Le luci al neon mi mettono in una soggezione straniante, mi tagliano le gambe e spesso perdo conoscenza. Una specie di kryptonite, se fossi Superman. L’altro giorno mi sono svegliato in una foresta fittissima di tronchi illuminati da led. Avevo fatto partire il nuovo disco dei Vessels. All’inizio è stato spaventoso ma credo fosse solo per via della sorpresa di trovarmi come all’improvviso in quel luogo. Sono bastati pochi minuti dall’inizio del loro terzo lavoro per abituarmi tra quelle barre luminose.
I Vessels sono un quintetto di Leeds. Prima facevano post-(indie)rock epico su binari strabattuti tra Explosions in the Sky e This Will Destroy You, poi già con il secondo album hanno iniziato a deragliare. I nove brani in questione mettono in mostra un nuovo corso del gruppo britannico, una svolta inaspettata. Adesso le care vecchie impalcature di quel genere sono state abbandonate, aprendomi davanti questo universo di colori al neon ricavato all’interno di strutture elettroniche con dinamiche IDM. Il mio vagare è diventato uno scorrere luminoso tra bagliori, flussi e dilatazioni del tempo.
La band lascia da parte le chitarre e prende in mano i synth, buttandosi con convinzione nel dancefloor, quello raffinato, senza sbavature, lontano dagli “apripista”. Un dancefloor a volte leggero, solare e pop, altre più inquietante tra glitch e ambient più oscuro. Tanti e vari sono i rimandi.

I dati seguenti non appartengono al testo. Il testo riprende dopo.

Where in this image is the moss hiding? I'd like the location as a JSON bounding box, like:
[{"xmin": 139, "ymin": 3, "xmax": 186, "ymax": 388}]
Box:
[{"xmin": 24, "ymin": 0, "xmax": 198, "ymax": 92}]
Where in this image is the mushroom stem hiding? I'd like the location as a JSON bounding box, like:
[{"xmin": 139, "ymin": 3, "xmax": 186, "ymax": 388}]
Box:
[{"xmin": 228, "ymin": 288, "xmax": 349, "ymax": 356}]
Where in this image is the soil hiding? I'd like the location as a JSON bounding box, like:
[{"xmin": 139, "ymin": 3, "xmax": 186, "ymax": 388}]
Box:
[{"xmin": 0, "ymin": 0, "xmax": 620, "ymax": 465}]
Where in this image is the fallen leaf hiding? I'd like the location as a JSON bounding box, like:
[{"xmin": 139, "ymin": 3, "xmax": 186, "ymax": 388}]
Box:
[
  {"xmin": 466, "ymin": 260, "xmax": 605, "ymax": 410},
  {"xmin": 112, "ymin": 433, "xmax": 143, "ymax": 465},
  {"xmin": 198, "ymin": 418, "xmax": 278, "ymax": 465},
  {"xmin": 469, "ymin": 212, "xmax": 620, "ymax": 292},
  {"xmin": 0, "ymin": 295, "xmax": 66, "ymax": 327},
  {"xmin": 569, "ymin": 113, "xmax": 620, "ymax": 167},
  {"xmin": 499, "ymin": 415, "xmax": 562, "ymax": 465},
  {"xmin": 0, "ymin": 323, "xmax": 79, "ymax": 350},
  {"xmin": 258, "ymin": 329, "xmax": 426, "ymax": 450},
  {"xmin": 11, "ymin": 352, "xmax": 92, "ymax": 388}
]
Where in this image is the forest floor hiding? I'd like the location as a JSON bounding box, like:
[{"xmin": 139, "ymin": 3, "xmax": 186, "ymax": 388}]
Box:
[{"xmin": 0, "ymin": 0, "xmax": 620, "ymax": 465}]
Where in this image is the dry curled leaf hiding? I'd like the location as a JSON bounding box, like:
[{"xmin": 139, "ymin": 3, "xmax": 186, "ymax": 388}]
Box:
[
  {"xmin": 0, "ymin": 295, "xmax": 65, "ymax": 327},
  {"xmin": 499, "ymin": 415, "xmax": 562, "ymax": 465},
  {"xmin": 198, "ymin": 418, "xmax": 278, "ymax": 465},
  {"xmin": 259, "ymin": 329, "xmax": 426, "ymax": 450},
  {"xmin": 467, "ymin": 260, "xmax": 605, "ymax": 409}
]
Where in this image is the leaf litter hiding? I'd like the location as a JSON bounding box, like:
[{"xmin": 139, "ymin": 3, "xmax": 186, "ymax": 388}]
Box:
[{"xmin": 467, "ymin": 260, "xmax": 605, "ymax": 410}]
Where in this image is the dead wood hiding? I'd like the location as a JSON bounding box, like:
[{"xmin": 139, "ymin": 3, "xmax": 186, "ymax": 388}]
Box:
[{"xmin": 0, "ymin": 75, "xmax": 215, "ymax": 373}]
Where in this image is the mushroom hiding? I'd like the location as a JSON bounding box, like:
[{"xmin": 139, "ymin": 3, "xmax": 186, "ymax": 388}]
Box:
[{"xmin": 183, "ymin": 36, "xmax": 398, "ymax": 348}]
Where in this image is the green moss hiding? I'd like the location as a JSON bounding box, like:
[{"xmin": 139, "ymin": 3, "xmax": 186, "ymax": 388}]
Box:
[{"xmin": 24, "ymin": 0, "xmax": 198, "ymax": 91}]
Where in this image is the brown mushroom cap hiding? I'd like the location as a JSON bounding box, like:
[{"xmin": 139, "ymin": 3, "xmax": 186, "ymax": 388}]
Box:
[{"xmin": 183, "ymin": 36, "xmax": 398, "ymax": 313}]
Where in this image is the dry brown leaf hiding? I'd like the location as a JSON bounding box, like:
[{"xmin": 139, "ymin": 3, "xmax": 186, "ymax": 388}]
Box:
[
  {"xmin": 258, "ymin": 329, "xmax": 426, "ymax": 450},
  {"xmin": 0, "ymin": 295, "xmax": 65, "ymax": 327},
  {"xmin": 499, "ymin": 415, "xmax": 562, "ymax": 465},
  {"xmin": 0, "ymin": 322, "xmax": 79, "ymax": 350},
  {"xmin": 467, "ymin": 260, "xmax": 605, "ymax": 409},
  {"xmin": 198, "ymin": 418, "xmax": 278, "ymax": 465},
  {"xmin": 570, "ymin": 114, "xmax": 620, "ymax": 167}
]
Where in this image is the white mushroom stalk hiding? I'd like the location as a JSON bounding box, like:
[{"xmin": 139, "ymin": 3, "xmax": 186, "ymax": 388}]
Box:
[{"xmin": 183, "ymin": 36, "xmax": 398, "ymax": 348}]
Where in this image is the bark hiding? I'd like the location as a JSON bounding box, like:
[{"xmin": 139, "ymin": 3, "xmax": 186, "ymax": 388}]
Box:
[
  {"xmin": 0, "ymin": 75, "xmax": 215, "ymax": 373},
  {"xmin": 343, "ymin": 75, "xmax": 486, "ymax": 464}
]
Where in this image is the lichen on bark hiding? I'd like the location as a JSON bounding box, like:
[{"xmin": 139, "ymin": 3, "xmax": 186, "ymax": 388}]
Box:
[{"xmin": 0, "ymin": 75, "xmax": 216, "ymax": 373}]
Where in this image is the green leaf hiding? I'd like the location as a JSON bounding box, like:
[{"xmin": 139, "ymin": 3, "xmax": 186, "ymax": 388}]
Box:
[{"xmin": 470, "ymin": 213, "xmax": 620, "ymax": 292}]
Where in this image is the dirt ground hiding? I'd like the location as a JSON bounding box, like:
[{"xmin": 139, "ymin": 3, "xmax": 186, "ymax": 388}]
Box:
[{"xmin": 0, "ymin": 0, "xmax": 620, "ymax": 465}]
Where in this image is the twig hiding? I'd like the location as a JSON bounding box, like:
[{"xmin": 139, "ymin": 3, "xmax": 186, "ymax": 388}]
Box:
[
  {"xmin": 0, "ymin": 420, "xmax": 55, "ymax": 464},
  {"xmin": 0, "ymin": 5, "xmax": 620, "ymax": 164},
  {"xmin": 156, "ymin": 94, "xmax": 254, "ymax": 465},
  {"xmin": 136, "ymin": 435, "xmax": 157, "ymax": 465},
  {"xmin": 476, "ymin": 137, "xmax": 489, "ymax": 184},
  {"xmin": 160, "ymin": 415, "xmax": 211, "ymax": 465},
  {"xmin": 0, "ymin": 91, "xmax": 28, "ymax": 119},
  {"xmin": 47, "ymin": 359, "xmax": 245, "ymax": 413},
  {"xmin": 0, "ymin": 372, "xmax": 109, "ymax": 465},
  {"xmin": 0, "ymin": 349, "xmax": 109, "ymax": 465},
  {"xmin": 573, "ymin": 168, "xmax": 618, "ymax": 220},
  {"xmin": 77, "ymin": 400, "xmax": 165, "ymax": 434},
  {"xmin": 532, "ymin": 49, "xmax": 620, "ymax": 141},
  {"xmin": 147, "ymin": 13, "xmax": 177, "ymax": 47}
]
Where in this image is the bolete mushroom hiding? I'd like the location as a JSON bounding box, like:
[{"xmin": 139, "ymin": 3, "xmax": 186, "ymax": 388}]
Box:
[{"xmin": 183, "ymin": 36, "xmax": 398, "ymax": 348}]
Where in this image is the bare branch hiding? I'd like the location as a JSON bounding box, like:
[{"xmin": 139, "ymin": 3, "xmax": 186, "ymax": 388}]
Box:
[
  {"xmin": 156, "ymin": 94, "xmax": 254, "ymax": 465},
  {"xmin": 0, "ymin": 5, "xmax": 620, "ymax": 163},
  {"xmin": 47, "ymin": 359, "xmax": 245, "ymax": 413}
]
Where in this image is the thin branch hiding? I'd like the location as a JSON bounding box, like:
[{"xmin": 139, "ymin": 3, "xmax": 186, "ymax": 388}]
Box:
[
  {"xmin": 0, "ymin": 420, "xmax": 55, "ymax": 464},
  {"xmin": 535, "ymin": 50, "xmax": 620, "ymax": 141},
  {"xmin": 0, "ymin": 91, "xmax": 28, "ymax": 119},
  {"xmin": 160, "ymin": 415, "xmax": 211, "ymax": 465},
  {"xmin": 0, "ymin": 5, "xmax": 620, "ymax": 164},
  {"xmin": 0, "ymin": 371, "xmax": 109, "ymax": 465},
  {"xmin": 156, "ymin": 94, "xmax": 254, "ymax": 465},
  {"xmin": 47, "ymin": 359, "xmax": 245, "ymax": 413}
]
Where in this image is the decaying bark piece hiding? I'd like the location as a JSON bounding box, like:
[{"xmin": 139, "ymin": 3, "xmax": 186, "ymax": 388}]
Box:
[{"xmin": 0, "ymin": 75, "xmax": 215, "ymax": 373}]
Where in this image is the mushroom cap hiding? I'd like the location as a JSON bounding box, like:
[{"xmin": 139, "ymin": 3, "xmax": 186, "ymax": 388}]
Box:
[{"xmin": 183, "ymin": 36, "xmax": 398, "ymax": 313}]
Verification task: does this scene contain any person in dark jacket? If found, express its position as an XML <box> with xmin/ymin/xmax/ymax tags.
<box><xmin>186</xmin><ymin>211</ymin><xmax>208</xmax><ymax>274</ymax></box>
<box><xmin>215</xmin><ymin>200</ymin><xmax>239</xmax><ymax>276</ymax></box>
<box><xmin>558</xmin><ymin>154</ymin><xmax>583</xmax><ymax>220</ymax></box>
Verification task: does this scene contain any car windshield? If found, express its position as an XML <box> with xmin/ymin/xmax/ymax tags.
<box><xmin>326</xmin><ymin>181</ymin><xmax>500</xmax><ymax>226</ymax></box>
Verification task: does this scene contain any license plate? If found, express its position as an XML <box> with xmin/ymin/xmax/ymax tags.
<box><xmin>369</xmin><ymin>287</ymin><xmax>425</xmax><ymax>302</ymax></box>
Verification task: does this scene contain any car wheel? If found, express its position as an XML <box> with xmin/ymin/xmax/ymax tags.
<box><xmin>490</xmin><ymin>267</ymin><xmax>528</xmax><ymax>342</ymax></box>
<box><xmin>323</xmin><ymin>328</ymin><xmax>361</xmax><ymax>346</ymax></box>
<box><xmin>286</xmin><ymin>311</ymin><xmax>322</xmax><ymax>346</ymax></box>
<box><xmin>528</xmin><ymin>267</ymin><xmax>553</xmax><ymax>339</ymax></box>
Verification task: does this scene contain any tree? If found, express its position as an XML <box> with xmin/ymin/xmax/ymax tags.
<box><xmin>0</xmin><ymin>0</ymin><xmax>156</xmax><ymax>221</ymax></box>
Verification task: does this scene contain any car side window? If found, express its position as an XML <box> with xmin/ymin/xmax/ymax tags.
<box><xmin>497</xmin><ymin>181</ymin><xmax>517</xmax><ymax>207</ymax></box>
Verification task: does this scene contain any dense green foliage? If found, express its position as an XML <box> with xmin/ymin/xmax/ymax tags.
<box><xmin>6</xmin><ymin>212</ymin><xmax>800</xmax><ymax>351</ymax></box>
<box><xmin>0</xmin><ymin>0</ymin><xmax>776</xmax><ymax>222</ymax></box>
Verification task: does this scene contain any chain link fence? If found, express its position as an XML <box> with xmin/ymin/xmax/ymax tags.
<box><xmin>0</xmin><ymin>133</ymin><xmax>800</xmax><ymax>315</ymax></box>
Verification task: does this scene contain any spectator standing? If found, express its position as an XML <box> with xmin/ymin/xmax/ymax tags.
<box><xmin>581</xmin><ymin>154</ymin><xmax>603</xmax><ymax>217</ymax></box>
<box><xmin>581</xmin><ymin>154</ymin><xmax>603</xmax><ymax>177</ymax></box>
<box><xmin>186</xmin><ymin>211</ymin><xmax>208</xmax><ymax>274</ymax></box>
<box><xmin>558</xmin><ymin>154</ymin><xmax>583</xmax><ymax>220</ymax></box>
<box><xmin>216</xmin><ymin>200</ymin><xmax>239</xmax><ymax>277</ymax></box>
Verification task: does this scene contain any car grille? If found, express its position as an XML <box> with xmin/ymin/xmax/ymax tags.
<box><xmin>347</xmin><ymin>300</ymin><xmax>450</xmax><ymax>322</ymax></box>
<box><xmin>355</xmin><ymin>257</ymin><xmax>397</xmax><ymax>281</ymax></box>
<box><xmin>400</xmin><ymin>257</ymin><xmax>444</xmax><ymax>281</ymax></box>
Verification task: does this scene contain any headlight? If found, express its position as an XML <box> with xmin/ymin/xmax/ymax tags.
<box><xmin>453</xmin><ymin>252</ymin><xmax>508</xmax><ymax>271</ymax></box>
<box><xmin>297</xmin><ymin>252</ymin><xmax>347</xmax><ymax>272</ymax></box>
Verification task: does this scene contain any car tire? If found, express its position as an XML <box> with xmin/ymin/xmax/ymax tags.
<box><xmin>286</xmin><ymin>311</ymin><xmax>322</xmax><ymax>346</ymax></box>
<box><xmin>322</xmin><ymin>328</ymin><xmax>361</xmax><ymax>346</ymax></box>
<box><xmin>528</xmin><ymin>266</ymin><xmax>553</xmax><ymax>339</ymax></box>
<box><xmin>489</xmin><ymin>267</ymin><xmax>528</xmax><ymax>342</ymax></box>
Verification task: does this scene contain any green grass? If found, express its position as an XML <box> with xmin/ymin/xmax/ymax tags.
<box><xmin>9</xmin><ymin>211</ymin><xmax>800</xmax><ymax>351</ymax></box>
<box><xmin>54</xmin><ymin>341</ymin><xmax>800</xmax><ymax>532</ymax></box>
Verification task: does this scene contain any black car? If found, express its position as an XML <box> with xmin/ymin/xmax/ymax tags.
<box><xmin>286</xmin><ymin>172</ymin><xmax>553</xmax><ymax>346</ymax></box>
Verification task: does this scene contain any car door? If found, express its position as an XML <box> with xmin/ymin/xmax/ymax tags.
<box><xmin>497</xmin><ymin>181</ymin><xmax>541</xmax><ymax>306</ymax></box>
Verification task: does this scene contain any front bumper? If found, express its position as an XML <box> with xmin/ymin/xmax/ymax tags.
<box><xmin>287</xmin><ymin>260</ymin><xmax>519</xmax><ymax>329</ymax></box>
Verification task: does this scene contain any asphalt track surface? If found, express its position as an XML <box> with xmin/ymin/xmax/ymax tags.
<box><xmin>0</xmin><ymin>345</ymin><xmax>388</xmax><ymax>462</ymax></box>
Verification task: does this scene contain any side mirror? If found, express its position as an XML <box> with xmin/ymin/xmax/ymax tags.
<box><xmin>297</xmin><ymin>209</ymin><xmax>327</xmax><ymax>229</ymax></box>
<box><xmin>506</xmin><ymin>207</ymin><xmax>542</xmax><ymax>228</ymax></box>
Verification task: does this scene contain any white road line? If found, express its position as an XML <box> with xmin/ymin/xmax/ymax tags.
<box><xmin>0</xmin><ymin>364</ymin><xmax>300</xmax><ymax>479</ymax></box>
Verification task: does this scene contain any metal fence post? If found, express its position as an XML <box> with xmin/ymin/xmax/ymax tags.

Mi pare di essere in uno slalom speciale di Coppa del Mondo tra paletti che portano il nome di Jon Hopkins, Telefon Tel Aviv, Four Tet, Caribou. Arrivo persino su un falso piano tra Morr Music e To Rococo Rot, poi cambio direzione improvvisamente e la mia scia fa zig zag in mezzo a James Holden e Moderat. Il disco è una miscela sonora eterogenea e accattivante. I Vessels hanno cercato di mettere d’accordo amanti della musica strumentale e appassionati di elettronica liquida, anche se avrebbero potuto esplorare questi territori con maggiore libertà, lasciandosi andare maggiormente a curiosità e meno a riferimenti noti.